I’m pleased to say that all of our Nordic business areas and countries experienced positive growth in 2019. In the business area Private, we reported strong growth in all countries. This growth was supported by increased customer satisfaction as a result of people engagement, as well as product improvements and innovation. The business area reported an excellent result and continuously improved risk and cost ratios.
In the business area Commercial, we achieved healthy growth in Sweden and Norway, whereas developments in Denmark and Finland were more subdued. We continued to raise rates to meet the claims inflation, which was somewhat higher than in recent history. We also managed to continue to improve our cost ratio in this area.
In the business area Industrial, the growth was impressive in all countries. A best ever underwriting result was recorded thanks to the strong growth in combination with disciplined underwriting across all business units.
In a similar fashion, Topdanmark’s P&C operation, also reported strong results and an excellent combined ratio. Topdanmark’s life insurance company continued its impressive growth with a premium increase of 9.8 per cent.
Our Finnish life insurance subsidiary Mandatum Life reached an all-time high for its unit-linked savings as equity values appreciated substantially during 2019. At the same time the company managed to increase the speed of running off the with-profit book, which resulted in an approximately EUR 300 million reduction in the book during the year.

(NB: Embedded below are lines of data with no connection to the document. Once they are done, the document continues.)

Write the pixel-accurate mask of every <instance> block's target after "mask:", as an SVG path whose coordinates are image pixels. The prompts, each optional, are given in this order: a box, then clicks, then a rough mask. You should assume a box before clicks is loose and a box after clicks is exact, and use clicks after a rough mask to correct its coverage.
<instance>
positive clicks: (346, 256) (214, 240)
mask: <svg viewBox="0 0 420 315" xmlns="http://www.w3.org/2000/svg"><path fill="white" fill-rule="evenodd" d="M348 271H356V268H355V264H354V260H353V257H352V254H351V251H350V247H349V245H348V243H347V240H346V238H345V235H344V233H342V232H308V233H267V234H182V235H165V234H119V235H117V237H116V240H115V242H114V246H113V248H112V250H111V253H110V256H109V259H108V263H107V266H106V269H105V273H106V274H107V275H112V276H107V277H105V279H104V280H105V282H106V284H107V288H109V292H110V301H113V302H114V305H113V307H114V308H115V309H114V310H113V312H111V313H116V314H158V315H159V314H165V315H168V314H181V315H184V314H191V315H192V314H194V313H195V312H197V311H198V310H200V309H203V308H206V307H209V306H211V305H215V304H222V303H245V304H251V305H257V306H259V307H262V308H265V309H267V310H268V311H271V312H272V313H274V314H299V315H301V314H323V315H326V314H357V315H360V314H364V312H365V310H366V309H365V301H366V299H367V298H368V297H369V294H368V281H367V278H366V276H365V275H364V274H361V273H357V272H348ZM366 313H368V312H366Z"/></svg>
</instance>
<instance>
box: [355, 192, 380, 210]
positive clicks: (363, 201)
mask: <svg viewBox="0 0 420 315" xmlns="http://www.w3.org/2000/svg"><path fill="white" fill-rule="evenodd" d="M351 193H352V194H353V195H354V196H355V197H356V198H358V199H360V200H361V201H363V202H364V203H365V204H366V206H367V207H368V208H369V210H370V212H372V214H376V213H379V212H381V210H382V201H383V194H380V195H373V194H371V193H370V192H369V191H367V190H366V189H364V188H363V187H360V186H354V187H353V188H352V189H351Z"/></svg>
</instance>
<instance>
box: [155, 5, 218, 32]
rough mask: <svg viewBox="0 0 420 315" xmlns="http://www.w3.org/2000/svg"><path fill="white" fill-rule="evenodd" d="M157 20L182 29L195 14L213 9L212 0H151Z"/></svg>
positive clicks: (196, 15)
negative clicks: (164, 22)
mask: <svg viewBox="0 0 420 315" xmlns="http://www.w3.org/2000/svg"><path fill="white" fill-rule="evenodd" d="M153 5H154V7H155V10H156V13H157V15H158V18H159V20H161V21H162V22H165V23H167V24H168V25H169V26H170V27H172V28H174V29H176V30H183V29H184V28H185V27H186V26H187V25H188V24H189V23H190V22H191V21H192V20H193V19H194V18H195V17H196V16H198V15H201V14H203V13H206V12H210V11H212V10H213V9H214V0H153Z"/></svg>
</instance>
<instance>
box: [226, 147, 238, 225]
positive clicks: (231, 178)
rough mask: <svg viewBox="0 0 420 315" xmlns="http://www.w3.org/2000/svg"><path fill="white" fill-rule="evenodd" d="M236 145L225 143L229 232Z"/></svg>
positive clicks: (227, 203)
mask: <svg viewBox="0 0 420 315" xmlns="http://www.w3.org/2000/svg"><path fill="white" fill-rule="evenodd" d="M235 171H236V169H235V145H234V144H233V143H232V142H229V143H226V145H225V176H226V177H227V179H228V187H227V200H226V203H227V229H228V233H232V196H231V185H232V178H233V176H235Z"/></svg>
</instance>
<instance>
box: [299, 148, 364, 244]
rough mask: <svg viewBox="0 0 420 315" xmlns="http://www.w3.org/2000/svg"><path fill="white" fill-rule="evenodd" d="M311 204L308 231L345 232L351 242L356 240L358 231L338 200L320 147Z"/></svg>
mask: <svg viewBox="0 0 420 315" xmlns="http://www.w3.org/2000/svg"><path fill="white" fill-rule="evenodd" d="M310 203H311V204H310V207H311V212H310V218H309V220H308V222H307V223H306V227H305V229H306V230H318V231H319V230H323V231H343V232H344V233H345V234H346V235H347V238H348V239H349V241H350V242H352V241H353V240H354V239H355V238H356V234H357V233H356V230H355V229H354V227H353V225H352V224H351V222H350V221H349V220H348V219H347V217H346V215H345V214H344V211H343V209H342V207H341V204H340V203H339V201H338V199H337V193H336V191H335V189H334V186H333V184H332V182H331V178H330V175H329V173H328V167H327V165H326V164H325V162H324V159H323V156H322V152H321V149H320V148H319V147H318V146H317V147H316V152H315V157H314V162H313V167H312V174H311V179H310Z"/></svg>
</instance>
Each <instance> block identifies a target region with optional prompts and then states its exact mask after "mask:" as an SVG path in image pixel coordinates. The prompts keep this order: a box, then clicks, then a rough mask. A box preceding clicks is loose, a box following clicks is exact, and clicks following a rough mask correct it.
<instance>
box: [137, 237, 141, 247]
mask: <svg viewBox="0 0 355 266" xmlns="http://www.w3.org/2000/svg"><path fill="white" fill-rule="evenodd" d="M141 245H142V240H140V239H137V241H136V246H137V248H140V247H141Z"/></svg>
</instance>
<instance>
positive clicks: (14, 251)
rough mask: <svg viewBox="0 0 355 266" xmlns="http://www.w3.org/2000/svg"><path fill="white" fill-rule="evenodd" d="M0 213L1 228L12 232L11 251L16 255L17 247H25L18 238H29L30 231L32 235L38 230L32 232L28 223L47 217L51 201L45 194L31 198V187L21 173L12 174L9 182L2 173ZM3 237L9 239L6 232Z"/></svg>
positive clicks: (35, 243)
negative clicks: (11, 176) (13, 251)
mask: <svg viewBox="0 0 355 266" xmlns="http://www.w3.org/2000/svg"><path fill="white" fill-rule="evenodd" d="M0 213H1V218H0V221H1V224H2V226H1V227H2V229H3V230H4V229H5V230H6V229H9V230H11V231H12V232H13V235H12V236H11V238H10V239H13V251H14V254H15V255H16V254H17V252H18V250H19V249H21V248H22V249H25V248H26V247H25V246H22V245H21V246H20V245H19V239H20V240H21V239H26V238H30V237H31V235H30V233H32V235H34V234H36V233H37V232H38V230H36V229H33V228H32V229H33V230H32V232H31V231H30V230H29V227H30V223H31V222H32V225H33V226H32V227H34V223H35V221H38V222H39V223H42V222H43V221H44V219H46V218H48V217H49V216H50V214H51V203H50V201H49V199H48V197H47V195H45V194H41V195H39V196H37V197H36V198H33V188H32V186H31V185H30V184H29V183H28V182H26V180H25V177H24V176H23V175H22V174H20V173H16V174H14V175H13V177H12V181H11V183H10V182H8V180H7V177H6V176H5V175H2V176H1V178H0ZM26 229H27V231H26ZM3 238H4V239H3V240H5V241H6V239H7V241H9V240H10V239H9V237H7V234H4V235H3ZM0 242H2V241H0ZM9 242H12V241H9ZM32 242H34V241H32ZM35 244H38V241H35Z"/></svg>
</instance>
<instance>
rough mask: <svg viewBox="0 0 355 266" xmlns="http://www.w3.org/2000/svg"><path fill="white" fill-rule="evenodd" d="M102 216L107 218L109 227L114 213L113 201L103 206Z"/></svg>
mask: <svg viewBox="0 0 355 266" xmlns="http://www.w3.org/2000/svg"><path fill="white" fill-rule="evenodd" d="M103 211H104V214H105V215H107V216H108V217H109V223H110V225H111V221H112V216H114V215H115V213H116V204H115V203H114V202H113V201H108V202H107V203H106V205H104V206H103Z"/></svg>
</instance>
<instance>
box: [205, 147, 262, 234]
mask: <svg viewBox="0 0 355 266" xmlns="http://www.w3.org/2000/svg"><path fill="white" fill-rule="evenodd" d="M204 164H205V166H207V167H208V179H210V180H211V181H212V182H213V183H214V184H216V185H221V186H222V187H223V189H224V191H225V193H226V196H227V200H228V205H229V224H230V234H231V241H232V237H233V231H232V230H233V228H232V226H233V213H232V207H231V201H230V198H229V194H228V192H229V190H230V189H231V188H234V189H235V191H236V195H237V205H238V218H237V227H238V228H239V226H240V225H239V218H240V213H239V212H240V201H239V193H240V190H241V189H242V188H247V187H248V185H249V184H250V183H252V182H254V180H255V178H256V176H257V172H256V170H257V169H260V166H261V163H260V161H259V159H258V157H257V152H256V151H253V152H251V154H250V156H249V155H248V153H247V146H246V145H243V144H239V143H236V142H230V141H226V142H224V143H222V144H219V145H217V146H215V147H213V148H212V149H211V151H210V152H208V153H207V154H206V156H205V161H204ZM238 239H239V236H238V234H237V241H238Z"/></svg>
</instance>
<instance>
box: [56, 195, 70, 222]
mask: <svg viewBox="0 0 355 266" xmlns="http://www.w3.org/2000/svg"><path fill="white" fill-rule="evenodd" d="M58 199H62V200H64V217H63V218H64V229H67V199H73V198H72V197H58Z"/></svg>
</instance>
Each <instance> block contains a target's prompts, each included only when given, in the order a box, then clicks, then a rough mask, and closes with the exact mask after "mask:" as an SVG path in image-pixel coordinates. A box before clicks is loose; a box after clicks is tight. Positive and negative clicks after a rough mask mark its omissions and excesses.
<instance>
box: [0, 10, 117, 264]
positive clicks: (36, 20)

In 2019 Nordea’s redomiciliation to Finland placed an unexpectedly heavy stress on Sampo Group’s capital structure as the capital requirement for Sampo’s Nordea holding grew substantially. This was resolved by the distribution of a small proportion of Sampo’s Nordea shares as an extra dividend to Sampo’s shareholders in August 2019 which lead to a change in the applicable solvency regime. At the end of 2019, we were back with a strong solvency ratio of 167 per cent.
2019 was a year of big changes for Nordea, with new management and new financial targets. The fourth quarter of 2019 represented the first step toward meeting the 2022 financial targets. Whilst one quarter alone is a short period of time, progress was achieved in terms of capital, costs, and also high-quality income.
As an owner, it is gratifying to see the commitment and determination with which the new management is working towards realizing the new targets. I am convinced the management and staff will continue the good work in the coming quarters.
All of our insurance operations benefited from the strong equity markets in 2019, even though the beginning of the year proved to be challenging for the investment operations. The general view in the market was that interest rates would finally start to increase from their historically low levels. However, by late summer it became apparent to most market players that the low interest rates would stay with us longer than expected.
Whilst low interest rates are challenging for Sampo from a capital perspective, the decreasing interest rate environment offered good equity returns and it helped Sampo to produce excellent investment returns for 2019.
In October 2019, we stated that we no longer believe that the interests of either the company or its shareholders are best served by sticking to the plan of ever-increasing dividends. Therefore, Sampo’s Board of Directors approved a new dividend policy in February 2020. Based on this policy, Sampo will pay out at least 70 per cent of the net profit as dividends in the coming years. In accordance with the communication dated 6 February 2020, Sampo’s Board has proposed a dividend of EUR 2.20 per share for 2019.
At Sampo, we are focused on creating shareholder value and we believe that this is best done over time by increasing the earnings of our operations. This is ultimately the only way to be able to pay attractive dividends to our shareholders in the long run.
Sampo is not only an insurance group from the regulatory point of view. In a normal year with the current group structure, the insurance businesses would indeed produce some 70 per cent of Sampo Group’s results before taxes. Reflecting on this, Sampo Group would definitely have looked very different had Björn Wahlroos and my predecessor Kari Stadigh not foreseen the huge potential for our P&C business almost two decades ago. I would also like to give my thanks to our Board – and obviously all of our employees working across all parts of the group. We would not be in this good position without all of your great efforts.
As the new CEO, I am looking optimistically at 2020. I believe that Sampo Group will prosper through our underwriting focus, in-depth knowledge about the markets, and the strong balance sheet. I expect the operating environment to provide both challenges and opportunities, and I look forward to meeting them with enthusiasm and confidence.